The ground truth for the existence of pneumonia was obtained from a labeled dataset of X-Ray images provided by the NIH that can be found here: https://www.kaggle.com/nih-chest-xrays/data .

  • The dataset contains in total 112120 images.
  • There are 30805 unique patient IDs in the dataset.
  • The disease labels were obtained through the use of Natural Language Processing to text-mine disease classifications from the radiologist reports of the X-ray images.
  • This implies that it's possible not all disease labels are correct and thus pneumonia labels may not be correct. However, the labels are expected to be >90% accurate and suitable for weakly-supervised learning.
  • Even with the last constraint this dataset contains more than previous initiatives such as https://openi.nlm.nih.gov/
  • The original reports from which the labels were created are however not available and thus cannot be verified.

6. FDA Validation Plan

Patient Population Description for FDA Validation Dataset:

The intended patient population must fulfill the following criteria:

  • The prevalence of pneumonia is close to 1.273% in the whole dataset.
  • The age is between 1-100, with a mean close to 47 and a standard deviation of 16.
  • Male and female populations are both present in nearly equal amounts.
  • This data must be in the form of DICOM images that fulfill:
    • Modality is equal to: DX
    • BodyPartExamined is equal to: CHEST
    • PatientPosition is equal to either: PA or AP. (note that in the original dataset used AP positions have 1.8% cases of pneumonia whereas the PA positions have 0.9% cases of pneumonia)
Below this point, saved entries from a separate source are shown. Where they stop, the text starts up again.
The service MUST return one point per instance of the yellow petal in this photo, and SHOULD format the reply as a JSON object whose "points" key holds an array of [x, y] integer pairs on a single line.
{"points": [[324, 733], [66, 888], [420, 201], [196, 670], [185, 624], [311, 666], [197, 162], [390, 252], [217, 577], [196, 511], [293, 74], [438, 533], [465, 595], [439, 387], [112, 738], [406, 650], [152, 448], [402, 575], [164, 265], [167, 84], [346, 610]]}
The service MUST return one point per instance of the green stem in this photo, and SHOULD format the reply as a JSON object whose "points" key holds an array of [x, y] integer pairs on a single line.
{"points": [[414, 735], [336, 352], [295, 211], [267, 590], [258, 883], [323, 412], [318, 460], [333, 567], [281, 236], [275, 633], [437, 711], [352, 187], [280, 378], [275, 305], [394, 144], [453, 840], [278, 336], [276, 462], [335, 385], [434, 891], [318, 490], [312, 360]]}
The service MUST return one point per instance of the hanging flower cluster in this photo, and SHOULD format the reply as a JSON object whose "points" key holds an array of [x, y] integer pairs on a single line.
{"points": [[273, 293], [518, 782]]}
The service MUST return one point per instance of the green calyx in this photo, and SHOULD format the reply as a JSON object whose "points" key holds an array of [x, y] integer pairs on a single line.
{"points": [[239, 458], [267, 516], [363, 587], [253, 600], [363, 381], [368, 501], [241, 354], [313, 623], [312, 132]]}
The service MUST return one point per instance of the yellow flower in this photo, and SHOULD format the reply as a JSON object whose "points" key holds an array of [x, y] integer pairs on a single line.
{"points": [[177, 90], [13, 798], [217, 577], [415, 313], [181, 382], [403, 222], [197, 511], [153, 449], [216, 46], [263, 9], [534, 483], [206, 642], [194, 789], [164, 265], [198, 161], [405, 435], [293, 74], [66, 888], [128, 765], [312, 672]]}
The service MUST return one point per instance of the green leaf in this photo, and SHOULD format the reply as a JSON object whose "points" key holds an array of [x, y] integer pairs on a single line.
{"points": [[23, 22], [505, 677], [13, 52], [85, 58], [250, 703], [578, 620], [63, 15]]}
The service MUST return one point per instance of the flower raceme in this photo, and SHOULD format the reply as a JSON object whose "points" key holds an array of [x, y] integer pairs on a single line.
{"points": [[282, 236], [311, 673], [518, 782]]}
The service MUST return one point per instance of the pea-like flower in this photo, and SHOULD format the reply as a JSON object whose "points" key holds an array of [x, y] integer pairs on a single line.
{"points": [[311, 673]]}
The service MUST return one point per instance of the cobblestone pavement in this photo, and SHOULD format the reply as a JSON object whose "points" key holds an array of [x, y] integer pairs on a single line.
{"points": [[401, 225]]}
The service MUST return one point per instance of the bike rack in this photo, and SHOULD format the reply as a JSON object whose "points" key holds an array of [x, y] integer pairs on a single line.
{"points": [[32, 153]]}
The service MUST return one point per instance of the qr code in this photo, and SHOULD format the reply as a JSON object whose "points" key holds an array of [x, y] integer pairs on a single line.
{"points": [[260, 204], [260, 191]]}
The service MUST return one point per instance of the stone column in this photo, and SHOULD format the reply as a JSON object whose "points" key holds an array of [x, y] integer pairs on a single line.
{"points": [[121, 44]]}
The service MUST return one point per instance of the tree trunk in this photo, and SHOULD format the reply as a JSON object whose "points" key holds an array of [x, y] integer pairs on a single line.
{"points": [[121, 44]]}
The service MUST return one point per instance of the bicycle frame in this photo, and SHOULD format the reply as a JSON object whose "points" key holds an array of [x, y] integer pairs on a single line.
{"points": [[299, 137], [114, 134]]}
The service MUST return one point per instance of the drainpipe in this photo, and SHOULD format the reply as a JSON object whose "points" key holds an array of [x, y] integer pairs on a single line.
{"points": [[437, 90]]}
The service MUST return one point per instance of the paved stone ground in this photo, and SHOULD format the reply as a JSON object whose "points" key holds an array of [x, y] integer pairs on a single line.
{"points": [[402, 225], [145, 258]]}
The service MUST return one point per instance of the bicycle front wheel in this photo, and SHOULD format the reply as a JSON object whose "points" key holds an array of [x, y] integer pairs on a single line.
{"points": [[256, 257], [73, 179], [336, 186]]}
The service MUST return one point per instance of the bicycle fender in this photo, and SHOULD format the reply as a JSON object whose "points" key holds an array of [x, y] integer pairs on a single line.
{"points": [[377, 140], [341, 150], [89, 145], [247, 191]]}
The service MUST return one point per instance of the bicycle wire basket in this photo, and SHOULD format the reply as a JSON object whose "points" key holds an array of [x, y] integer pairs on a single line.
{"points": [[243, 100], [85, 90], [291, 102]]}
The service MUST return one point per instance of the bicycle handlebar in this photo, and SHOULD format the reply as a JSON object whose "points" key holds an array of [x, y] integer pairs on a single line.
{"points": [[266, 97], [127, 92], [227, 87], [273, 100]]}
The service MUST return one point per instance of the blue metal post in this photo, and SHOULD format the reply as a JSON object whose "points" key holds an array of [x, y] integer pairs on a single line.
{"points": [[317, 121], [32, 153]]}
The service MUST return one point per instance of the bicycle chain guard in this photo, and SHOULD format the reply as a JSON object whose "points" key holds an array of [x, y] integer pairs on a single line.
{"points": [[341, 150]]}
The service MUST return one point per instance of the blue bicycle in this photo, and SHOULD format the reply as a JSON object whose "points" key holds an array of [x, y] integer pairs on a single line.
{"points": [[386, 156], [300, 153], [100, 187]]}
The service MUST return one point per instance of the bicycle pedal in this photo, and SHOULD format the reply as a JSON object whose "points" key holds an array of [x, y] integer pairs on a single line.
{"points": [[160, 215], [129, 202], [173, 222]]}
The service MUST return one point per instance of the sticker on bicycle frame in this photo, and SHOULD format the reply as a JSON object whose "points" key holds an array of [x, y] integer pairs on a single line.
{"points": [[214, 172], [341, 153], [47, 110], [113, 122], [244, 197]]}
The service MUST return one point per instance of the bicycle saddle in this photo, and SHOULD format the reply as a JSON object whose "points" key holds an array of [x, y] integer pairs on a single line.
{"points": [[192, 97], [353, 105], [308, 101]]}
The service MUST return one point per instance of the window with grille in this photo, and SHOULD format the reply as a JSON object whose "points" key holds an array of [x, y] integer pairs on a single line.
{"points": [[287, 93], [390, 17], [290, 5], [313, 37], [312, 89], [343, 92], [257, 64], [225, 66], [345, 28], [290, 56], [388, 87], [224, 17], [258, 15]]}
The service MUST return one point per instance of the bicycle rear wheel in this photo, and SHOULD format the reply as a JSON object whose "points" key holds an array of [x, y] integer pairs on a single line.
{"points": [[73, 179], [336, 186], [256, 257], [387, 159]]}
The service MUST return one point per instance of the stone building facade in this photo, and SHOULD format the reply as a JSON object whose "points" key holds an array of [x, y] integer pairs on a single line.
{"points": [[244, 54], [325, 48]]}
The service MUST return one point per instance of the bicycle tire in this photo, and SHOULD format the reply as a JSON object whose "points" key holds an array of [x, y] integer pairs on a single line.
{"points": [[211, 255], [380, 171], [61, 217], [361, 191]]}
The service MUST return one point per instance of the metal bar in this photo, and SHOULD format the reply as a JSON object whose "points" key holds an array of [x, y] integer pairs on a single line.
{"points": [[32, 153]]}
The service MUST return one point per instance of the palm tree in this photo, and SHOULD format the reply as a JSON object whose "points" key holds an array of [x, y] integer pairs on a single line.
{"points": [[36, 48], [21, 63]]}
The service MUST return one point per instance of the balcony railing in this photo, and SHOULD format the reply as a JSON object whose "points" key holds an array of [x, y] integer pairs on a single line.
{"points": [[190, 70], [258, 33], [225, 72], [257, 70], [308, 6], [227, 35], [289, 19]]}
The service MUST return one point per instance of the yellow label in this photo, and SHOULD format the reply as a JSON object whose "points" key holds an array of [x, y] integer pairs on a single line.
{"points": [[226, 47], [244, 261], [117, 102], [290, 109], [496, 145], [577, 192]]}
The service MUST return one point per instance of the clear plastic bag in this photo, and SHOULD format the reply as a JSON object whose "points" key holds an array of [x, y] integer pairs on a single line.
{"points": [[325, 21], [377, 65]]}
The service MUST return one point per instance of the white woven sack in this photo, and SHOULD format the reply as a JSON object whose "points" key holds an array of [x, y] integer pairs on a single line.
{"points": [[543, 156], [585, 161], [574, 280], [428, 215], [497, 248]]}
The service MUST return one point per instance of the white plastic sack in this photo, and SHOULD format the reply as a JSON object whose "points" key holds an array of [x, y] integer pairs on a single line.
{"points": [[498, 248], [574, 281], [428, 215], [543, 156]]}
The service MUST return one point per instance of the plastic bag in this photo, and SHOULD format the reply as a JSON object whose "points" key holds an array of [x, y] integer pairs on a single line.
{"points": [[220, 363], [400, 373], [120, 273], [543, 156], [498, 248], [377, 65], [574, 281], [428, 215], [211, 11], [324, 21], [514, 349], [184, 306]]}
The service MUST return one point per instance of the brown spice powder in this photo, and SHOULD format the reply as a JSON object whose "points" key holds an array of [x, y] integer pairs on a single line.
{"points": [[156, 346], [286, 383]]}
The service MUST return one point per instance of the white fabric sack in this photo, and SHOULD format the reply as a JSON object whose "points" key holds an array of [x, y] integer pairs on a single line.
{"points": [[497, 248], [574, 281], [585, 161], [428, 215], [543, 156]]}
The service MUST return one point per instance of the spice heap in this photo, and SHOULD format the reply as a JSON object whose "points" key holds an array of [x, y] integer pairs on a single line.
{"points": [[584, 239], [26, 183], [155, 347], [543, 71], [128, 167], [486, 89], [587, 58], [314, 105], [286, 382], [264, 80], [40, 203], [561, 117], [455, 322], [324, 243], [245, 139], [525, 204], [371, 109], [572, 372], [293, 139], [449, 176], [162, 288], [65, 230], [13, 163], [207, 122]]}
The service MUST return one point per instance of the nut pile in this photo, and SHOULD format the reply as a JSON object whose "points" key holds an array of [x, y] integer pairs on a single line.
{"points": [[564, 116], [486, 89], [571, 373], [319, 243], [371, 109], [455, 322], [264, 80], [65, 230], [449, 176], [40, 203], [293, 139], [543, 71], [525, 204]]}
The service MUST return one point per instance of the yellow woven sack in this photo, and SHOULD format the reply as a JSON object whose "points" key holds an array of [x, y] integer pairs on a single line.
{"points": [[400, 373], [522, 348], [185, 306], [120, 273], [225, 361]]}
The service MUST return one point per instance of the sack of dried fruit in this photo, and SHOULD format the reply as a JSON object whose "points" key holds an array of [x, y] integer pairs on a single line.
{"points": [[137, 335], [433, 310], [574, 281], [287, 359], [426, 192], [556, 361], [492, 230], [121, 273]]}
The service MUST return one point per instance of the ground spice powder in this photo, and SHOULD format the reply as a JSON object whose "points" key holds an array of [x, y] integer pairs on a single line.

Ground Truth Acquisition Methodology:

Establish a silver standard by getting the results of 4 radiologist reviews. The results of these reviews will be averaged. The radiologists will have at least two years of experience and the average will not be weighted by experience.

Algorithm Performance Standard:

Based on previous work from [Rajpurkar et al. 2017], we want an F1-score higher than 0.435, which is the performance of the provided algorithm (the radiologist average is 0.387).